Поэтому-то эллины – в лице своего Фукидида – только тогда начали размышлять о своей истории, когда она внутренне почти завершилась. Но тот же Фукидид, чьи «методические основные» положения во введении к его книге как будто бы носят очень западноевропейский характер, понимал их в том смысле, что допускал сочинение исторических подробностей, раз это ему казалось подходящим. У него это играет роль художественного принципа, но как раз это мы и называем мифотворчеством. О настоящем понимании значения хронологических чисел также не приходится говорить. В III веке Манефон и Берозий – оба не греки – написали основательные сочинения, основанные на источниках, о Египте и Вавилоне, странах, где понимали толк в астрономии и, следовательно, также и в истории. Но образованные греки и римляне мало об этом заботились и продолжали предпочитать романтические вымыслы какого-нибудь Гекатея или Ктесия [4].

Поэтому-то вся древняя история до персидских войн, а также структура многих позднейших периодов являются, по существу, продуктом мифического мышления. История государственного устройства Спарты – Ликург, чья биография рассказывается со всеми подробностями, был, вероятно, незначительным лесным божеством Тайгета – есть выдумка эллинистического времени, а придумывание римской истории периода до Ганнибала еще не совсем затихло во времена Цезаря.

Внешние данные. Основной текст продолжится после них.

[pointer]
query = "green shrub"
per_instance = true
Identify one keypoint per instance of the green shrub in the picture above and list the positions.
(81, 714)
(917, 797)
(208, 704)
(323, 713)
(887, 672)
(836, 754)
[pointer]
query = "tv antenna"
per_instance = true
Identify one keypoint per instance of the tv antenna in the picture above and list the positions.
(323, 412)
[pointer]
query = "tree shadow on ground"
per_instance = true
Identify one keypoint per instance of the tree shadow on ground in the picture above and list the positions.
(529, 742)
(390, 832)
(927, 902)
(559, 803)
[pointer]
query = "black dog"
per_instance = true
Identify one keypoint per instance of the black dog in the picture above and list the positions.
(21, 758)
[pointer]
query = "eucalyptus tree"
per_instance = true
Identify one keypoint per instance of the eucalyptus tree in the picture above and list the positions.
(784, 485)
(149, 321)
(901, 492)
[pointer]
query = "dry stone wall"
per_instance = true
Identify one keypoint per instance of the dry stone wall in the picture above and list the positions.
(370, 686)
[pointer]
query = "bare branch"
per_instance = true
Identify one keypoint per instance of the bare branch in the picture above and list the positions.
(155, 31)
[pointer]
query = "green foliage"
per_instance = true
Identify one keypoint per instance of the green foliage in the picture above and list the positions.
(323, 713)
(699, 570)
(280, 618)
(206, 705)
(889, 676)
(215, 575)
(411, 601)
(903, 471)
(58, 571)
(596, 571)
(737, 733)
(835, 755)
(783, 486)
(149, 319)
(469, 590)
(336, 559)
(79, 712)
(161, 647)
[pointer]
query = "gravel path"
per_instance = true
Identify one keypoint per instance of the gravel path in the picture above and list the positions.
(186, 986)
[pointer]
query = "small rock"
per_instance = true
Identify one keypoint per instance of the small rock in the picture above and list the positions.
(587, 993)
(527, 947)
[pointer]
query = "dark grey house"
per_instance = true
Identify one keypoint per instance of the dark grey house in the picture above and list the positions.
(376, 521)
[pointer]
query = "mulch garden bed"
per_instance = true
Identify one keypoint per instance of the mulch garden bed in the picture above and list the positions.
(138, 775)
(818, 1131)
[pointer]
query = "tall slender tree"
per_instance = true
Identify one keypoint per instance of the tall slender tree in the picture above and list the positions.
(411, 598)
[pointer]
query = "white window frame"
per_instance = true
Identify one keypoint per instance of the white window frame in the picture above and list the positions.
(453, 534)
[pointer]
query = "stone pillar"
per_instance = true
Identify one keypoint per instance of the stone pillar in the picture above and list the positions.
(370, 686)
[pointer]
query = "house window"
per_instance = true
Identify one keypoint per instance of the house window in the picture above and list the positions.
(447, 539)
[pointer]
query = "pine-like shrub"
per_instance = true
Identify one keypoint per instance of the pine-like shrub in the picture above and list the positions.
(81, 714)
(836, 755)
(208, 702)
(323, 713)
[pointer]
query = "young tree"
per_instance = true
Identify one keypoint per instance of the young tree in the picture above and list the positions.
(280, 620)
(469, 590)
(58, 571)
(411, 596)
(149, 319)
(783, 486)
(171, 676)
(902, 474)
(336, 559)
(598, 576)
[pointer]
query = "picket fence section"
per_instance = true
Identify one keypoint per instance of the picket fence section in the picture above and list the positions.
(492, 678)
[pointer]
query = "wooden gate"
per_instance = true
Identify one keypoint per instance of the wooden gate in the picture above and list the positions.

То, что литература романов об Александре оказывала сильнейшее влияние на серьезную политическую и религиозную историю, хорошо характеризует античное значение слова «история». Никто не думал о том, чтобы отличать содержание этой литературы основным образом от дат, обоснованных актами. Когда в конце республики Варрон задался целью зафиксировать быстро исчезавшую из народной памяти римскую религию, он разделил божества, чье богослужение выполнялось со стороны государства с кропотливой тщательностью, на di certi [5] и di incerti [6] – на таких, о которых кое-что еще было известно, и на таких, от которых, несмотря на продолжающееся общественное богослужение, оставалось только имя. На самом же деле та религия римского общества его времени – как ее с полным доверием почерпали из римских поэтов не только Гёте, но и Ницше – была в главной своей части произведением эллинистической литературы и почти не имела никакой связи со старым культом, который для всех сделался непонятным.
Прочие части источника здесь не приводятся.